Fig. 1 Atomic force microscope (AFM) images of the single-period (SP) front electrode and external quantum efficiencies (EQEs) of the devices. (a) and (b) are AFM images of the Type A and Type B substrate. (c) EQEs for the self-textured boron doped zinc oxide (ZnO : B, Type A) film and texture-etched aluminum doped zinc oxide (ZnO : Al, Type B) film in the wavelength range 400–1100 nm.

In order to obtain a stronger enhancement of broadband optical absorption, we designed and fabricated a transparent front electrode with integrated small- and large-period structures. This innovative transparent front electrode combines a large micro-scale ‘triangular groove’ structure as the bottom layer and a small nano-scale ‘triangular protrusion’ structure as the top layer, as schematically shown in Fig. 2a. For the top layer, intrinsic or doped ZnO about 300–600 nm in thickness was deposited by LP-CVD, which is convenient for modifying the periodicity through controlling the thickness.⁴¹ In the case of the bottom layer, aluminum-doped ZnO, around 1500 nm in thickness, was obtained using sputtering followed by wet-etching in a hydrochloric acid solution (0.5%). The large period for sputtered aluminum-doped ZnO can be actively controlled through deposition conditions and the wet-etching time.⁴² Atomic force microscope (AFM) images and the surface line profiles of these two types of substrate are also shown in Fig. 2. Fig. 2b and d demonstrate self-textured intrinsic ZnO with pyramidal texture, and texture-etched ZnO : Al with craterlike texture. Despite different surface morphologies, the surface line profile of the substrates exhibits an almost periodic arrangement with ‘triangular’ profiles (shown in Fig. 2c and e). Self-textured intrinsic ZnO shows the period of around 200 nm and texture-etched ZnO : Al of about 2000 nm.

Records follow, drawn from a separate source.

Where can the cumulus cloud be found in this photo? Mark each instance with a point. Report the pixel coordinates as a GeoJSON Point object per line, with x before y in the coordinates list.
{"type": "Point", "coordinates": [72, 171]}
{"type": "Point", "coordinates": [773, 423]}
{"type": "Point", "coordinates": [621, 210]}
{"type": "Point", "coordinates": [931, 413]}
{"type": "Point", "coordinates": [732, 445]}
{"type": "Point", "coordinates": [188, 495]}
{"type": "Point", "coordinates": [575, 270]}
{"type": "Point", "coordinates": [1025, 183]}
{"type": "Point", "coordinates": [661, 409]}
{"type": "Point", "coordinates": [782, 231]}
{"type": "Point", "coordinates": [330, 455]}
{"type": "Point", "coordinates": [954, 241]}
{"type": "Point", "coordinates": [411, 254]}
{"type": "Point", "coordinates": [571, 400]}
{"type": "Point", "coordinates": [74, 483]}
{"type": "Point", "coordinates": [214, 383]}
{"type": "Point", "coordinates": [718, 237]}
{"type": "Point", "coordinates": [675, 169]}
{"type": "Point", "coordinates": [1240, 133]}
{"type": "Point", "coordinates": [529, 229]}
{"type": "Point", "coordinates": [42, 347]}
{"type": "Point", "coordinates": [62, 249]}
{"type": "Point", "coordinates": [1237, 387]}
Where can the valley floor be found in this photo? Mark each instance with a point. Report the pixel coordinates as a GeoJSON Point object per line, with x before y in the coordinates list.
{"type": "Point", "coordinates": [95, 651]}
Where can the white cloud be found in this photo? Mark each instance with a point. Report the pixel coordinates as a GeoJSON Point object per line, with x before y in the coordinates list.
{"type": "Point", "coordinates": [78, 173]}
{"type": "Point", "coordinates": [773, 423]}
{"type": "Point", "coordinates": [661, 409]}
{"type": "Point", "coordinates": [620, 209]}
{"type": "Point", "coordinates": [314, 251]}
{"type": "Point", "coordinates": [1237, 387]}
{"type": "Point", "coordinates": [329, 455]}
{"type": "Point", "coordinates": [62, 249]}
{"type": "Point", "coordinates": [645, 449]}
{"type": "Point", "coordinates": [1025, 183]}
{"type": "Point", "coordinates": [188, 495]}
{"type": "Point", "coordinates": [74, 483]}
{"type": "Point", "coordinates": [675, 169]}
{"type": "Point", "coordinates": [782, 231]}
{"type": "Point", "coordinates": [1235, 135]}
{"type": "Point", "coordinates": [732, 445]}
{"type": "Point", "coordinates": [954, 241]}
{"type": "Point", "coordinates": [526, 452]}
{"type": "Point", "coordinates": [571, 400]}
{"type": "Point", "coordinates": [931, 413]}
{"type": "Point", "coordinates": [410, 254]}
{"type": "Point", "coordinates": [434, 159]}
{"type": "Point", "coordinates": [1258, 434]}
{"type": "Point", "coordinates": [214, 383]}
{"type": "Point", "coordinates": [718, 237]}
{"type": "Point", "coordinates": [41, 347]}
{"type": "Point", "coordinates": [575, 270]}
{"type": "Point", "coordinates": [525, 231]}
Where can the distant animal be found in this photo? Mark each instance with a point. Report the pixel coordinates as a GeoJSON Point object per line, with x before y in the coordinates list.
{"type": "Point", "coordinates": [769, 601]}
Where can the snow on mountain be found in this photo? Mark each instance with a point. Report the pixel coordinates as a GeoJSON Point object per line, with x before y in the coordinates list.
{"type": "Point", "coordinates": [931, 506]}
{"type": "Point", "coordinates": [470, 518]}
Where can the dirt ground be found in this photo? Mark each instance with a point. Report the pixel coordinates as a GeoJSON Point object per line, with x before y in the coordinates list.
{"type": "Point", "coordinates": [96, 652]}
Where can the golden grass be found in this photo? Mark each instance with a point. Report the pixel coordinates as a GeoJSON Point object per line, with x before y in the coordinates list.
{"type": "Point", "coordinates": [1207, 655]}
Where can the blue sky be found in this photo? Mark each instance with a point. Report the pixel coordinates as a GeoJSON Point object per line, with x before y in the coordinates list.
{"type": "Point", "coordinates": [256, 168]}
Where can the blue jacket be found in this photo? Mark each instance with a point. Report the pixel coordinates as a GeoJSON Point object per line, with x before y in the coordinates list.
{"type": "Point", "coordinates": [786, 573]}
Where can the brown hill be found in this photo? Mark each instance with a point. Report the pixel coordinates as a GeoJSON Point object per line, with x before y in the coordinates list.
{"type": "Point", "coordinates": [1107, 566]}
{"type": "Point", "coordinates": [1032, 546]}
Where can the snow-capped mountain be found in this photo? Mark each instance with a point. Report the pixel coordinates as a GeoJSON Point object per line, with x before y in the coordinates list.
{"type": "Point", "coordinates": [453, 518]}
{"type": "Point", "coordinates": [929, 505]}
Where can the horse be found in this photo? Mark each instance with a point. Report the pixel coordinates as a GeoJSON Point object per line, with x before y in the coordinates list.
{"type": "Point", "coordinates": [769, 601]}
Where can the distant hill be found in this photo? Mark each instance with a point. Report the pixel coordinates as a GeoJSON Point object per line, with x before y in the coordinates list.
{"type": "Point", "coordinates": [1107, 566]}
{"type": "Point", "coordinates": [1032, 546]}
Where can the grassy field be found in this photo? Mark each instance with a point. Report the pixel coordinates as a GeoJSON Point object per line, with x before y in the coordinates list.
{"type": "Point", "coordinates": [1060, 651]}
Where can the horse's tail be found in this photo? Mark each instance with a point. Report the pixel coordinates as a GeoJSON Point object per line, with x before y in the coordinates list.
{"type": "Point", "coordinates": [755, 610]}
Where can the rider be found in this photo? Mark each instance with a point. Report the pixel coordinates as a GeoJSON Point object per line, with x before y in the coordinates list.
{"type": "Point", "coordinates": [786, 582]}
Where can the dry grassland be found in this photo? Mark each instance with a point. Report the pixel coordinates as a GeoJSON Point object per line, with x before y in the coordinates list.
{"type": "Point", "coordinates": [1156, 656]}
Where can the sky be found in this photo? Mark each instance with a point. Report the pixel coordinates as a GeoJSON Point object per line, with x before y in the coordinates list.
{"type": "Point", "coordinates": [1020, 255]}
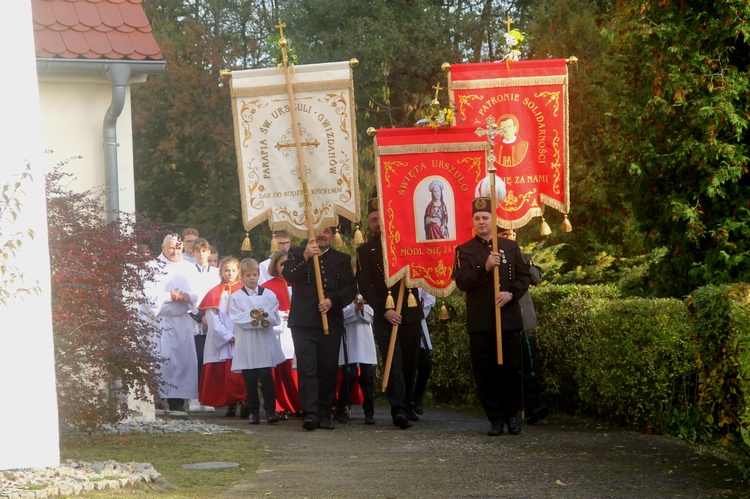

Fig. 2 Atomic force microscope (AFM), scanning electron micrograph (SEM) images and surface line profiles of the single-period (SP) and double-period (DP) front electrode. (a) Schematic drawing of a cross section of the DP front electrode (L with large-scale surface morphology, S with small-scale surface morphology and G represents glass substrate). (b) AFM images of the intrinsic ZnO growth via LP-CVD. (c) Surface line profile of the same textured substrate, showing small period nano-scale ‘triangular protrusions’. (d) AFM images of the craterlike texture of sputtered ZnO : Al obtained after wet-etching in hydrochloric acid solution (0.5%). (e) Surface line profile of the same textured substrate, showing the ‘triangular grooves’ that are formed due to etching by a hydrochloric acid (HCl) solution. (f) Cross-sectional view of the DP transparent front electrode on the glass substrate. (g) and (h) AFM images of the DP front electrode. (i) Surface line profile of the same textured substrate, showing large period micro-scale ‘triangular grooves’ as the bottom layer and small nano-scale ‘triangular protrusions’ as the top interface layer.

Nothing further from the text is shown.